## Search and Filter DataFrames
This is the first thing to do when working with pyspark. The spark variable will also provide access to a UI to monitor jobs.

In [1]:
import pyspark
from pyspark.sql import SparkSession

spark = SparkSession.builder.appName("SearchAndFilter").getOrCreate()

In [2]:
path = "Datasets/"

### Read csv and let it infer schema of the inputs

In [3]:
fifa = spark.read.csv(path+'fifa19.csv',header=True,inferSchema=True)

In [4]:
fifa.limit(5).toPandas()

Unnamed: 0,_c0,ID,Name,Age,Photo,Nationality,Flag,Overall,Potential,Club,...,Composure,Marking,StandingTackle,SlidingTackle,GKDiving,GKHandling,GKKicking,GKPositioning,GKReflexes,Release Clause
0,0,158023,L. Messi,31,https://cdn.sofifa.org/players/4/19/158023.png,Argentina,https://cdn.sofifa.org/flags/52.png,94,94,FC Barcelona,...,96,33,28,26,6,11,15,14,8,€226.5M
1,1,20801,Cristiano Ronaldo,33,https://cdn.sofifa.org/players/4/19/20801.png,Portugal,https://cdn.sofifa.org/flags/38.png,94,94,Juventus,...,95,28,31,23,7,11,15,14,11,€127.1M
2,2,190871,Neymar Jr,26,https://cdn.sofifa.org/players/4/19/190871.png,Brazil,https://cdn.sofifa.org/flags/54.png,92,93,Paris Saint-Germain,...,94,27,24,33,9,9,15,15,11,€228.1M
3,3,193080,De Gea,27,https://cdn.sofifa.org/players/4/19/193080.png,Spain,https://cdn.sofifa.org/flags/45.png,91,93,Manchester United,...,68,15,21,13,90,85,87,88,94,€138.6M
4,4,192985,K. De Bruyne,27,https://cdn.sofifa.org/players/4/19/192985.png,Belgium,https://cdn.sofifa.org/flags/7.png,91,92,Manchester City,...,88,68,58,51,15,13,5,10,13,€196.4M


#### Checking out the infered schema for the csv 

In [5]:
fifa.printSchema()

root
 |-- _c0: integer (nullable = true)
 |-- ID: integer (nullable = true)
 |-- Name: string (nullable = true)
 |-- Age: integer (nullable = true)
 |-- Photo: string (nullable = true)
 |-- Nationality: string (nullable = true)
 |-- Flag: string (nullable = true)
 |-- Overall: integer (nullable = true)
 |-- Potential: integer (nullable = true)
 |-- Club: string (nullable = true)
 |-- Club Logo: string (nullable = true)
 |-- Value: string (nullable = true)
 |-- Wage: string (nullable = true)
 |-- Special: integer (nullable = true)
 |-- Preferred Foot: string (nullable = true)
 |-- International Reputation: integer (nullable = true)
 |-- Weak Foot: integer (nullable = true)
 |-- Skill Moves: integer (nullable = true)
 |-- Work Rate: string (nullable = true)
 |-- Body Type: string (nullable = true)
 |-- Real Face: string (nullable = true)
 |-- Position: string (nullable = true)
 |-- Jersey Number: integer (nullable = true)
 |-- Joined: string (nullable = true)
 |-- Loaned From: string (nu

### We are going to use some functions defined in the sql.functions as we search and filter through it

In [6]:
from pyspark.sql.functions import *

In [7]:
fifa.select(["Nationality","Name","Age","Photo"]).show(5,False)

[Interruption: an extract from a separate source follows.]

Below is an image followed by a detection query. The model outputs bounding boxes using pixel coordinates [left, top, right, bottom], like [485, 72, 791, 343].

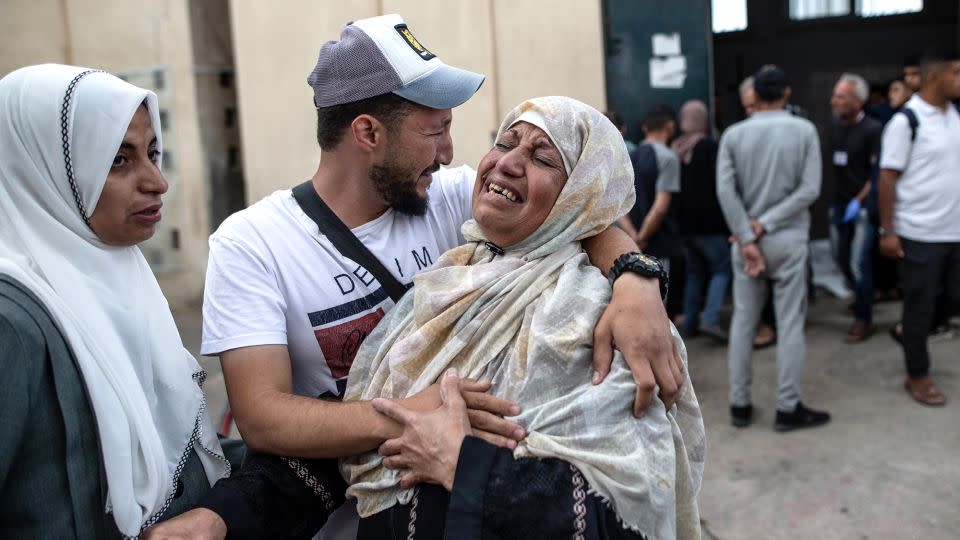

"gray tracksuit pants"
[728, 230, 808, 411]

+-----------+-----------------+---+----------------------------------------------+
|Nationality|Name             |Age|Photo                                         |
+-----------+-----------------+---+----------------------------------------------+
|Argentina  |L. Messi         |31 |https://cdn.sofifa.org/players/4/19/158023.png|
|Portugal   |Cristiano Ronaldo|33 |https://cdn.sofifa.org/players/4/19/20801.png |
|Brazil     |Neymar Jr        |26 |https://cdn.sofifa.org/players/4/19/190871.png|
|Spain      |De Gea           |27 |https://cdn.sofifa.org/players/4/19/193080.png|
|Belgium    |K. De Bruyne     |27 |https://cdn.sofifa.org/players/4/19/192985.png|
+-----------+-----------------+---+----------------------------------------------+
only showing top 5 rows



Looks like all players in the first 5 rows are age 16 when ordered by their age

In [8]:
fifa.select(["Name","Age"]).orderBy(fifa["Age"]).show(5)

+------------+---+
|        Name|Age|
+------------+---+
|   B. Nygren| 16|
|H. Andersson| 16|
|    A. Doğan| 16|
|  C. Bassett| 16|
|    B. Mumba| 16|
+------------+---+
only showing top 5 rows



Let's checkout the same in descending order

In [9]:
fifa.select(["Name","Age"]).orderBy(fifa['Age'].desc()).show(5)

+-------------+---+
|         Name|Age|
+-------------+---+
|     O. Pérez| 45|
|K. Pilkington| 44|
|    T. Warner| 44|
|  S. Narazaki| 42|
|    J. Villar| 41|
+-------------+---+
only showing top 5 rows



#### I want all clubs that have Barcelona in them
The looks of it is very similar to how I would write a query in SQL to do the same. <br/>
SELECT Name,<br/>
Club <br/>
FROM fifa <br/>
WHERE Club LIKE "%Barcelona%";

In [10]:
fifa.select(["Name","Club"]).where(fifa.Club.like("%Barcelona%")).show(5,False)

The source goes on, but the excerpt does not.